Pada 17 Juni 2002, Mardjan Ustha membalas surat permohonan kemitraan usaha dari Kopsa M. Intinya, PTPN V menyetujui tawaran itu. Tetapi, katanya, ada beberapa persyaratan mesti dilengkapi lagi oleh koperasi. PTPN V juga memberitahu, pembangunan kebun sawit pola KKPA akan bertahap setelah bank pelaksana mengucurkan dana.

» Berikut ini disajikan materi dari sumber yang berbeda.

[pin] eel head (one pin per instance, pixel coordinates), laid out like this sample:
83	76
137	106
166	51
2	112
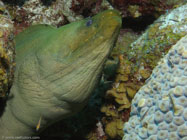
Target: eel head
58	68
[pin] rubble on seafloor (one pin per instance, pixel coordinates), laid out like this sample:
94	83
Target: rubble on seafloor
7	51
158	109
138	61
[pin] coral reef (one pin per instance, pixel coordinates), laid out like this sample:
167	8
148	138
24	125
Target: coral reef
7	52
139	8
159	108
139	59
56	13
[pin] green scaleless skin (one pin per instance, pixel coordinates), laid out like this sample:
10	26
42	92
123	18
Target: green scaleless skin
56	71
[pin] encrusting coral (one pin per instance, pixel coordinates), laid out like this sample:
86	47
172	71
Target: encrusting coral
139	59
159	110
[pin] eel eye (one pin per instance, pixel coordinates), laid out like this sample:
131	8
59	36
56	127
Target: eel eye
89	22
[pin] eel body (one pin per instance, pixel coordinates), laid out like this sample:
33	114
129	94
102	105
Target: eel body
56	71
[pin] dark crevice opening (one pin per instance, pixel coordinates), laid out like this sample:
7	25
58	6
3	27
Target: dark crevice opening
138	24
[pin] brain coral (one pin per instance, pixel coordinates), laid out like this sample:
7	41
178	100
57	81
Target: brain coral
159	109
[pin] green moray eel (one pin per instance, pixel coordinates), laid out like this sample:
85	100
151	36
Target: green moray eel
56	71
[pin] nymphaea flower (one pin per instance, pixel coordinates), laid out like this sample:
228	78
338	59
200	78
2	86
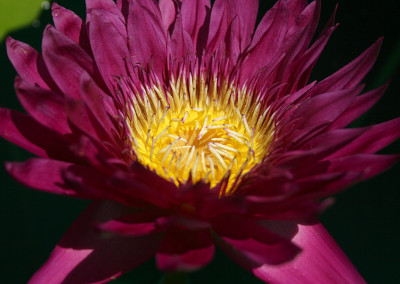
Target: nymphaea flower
190	128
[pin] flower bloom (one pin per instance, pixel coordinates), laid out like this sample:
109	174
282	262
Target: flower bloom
190	127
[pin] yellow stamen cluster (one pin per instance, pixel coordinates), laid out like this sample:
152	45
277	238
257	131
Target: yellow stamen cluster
199	130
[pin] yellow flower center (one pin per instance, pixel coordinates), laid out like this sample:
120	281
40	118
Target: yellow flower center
199	131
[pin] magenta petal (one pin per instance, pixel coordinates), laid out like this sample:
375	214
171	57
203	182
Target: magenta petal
60	54
147	35
98	102
195	21
41	174
351	74
243	238
184	250
22	130
321	261
369	165
108	43
168	12
267	39
360	105
180	43
28	62
375	138
220	19
86	256
45	106
138	223
67	22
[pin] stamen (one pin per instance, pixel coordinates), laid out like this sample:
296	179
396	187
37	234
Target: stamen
200	127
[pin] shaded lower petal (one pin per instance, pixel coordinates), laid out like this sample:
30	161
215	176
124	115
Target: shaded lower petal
42	174
321	261
245	240
86	256
185	250
23	130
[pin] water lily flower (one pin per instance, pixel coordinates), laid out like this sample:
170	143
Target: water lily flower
189	128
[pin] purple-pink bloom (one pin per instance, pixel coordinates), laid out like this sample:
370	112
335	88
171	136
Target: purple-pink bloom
190	127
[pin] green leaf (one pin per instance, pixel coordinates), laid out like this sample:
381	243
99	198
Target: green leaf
16	14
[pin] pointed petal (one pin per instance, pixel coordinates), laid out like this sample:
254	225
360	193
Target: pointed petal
375	138
184	250
196	16
66	61
180	43
45	106
23	130
86	256
107	36
41	174
359	106
28	63
351	74
67	22
267	40
168	12
255	245
321	261
147	35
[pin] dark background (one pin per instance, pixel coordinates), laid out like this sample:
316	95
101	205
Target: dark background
364	220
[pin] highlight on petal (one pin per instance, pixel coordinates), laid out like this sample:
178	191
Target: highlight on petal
85	255
184	250
191	126
321	261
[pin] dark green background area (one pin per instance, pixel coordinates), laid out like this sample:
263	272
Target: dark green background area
364	220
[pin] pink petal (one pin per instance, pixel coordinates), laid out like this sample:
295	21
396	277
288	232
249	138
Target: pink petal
23	130
98	102
67	22
359	106
180	43
267	39
45	106
107	5
220	20
324	108
41	174
61	54
86	256
147	35
321	261
375	138
243	238
196	16
295	8
109	46
168	12
28	63
351	74
184	250
369	165
138	223
238	18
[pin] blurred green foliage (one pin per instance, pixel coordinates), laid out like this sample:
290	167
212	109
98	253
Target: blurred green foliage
18	14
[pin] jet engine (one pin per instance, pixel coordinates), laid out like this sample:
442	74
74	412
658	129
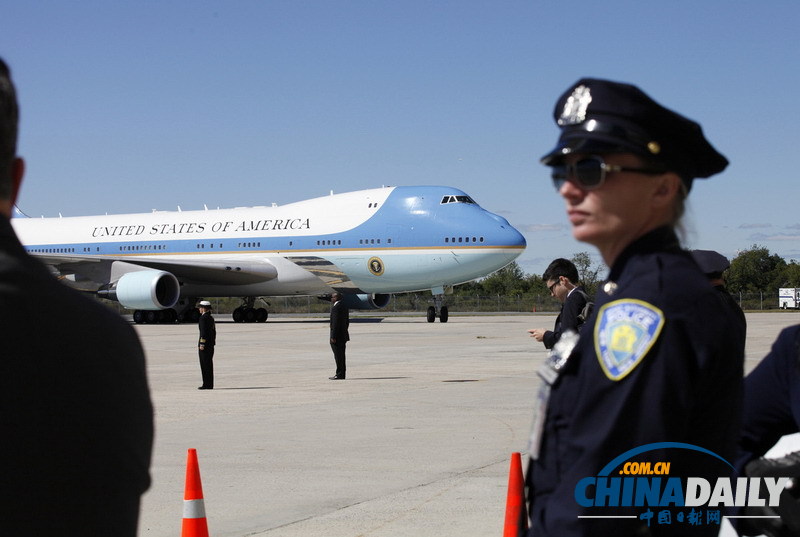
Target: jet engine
146	290
367	302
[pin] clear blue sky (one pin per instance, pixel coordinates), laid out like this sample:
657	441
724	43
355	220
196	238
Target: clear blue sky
133	106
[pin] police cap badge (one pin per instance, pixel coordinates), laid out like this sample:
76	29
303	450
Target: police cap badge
600	117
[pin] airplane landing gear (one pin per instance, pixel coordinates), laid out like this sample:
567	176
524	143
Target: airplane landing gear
444	314
247	313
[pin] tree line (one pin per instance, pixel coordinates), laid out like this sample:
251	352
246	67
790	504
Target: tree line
754	270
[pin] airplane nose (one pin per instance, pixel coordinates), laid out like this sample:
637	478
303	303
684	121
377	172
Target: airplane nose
516	238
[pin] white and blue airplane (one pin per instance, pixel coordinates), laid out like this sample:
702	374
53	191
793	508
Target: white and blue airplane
367	245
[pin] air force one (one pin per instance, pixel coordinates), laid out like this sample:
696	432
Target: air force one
366	244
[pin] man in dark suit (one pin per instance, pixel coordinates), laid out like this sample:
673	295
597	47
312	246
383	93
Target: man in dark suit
561	278
340	321
205	346
75	407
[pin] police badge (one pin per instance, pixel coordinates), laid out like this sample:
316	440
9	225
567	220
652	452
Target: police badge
624	333
575	108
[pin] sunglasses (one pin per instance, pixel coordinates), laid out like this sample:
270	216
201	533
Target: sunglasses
590	172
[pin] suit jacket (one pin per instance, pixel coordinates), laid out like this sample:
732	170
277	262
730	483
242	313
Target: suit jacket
208	330
75	408
340	322
568	317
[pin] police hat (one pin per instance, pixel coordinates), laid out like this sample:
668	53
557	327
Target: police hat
710	262
601	116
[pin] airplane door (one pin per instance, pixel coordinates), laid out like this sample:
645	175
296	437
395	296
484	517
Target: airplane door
394	232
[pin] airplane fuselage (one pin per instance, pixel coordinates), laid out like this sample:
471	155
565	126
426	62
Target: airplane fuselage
385	240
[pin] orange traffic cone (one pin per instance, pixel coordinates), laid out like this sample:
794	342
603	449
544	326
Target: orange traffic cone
194	510
516	512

Selanjutnya, Kopsa M diminta menyusun proposal rencana pembangunan kebun, juga buat berita acara penyerahan lahan untuk kebun inti 500 hektar tanpa ganti rugi yang diketahui ninik mamak. Beberapa persyaratan lain muncul harus dilengkapi, setelah ada persetujuan dari perbankan sebagai penyandang dana.

Pelaksanaan pembangunan kebun sawit pola KKPA baru mulai pada 2003. Ia dikerjakan dengan bertahap dan disepakati dalam tiap surat perjanjian kerjasama. Pembangunan pertama seluas 200 hektar untuk 100 keluarga dengan modal dari Bank Mandiri, Jakarta.

 

Baca juga: Buruh Sawit Koperasi Makmur di Kampar Menanti Kejelasan Upah

Kantor Kopsa M di Pangkalan Baru, Kecamatan Siak Hulu, Kampar, Riau. Foto: Suryadi/ Mongabay Indonesia

 

Tahap kedua seluas 950 hektar untuk 475 keluarga masih dibiayai bank sama. Tahap akhir seluas 500 hektar untuk 250 keluarga yang kali ini dibiayai PT Bank Agro, Jakarta.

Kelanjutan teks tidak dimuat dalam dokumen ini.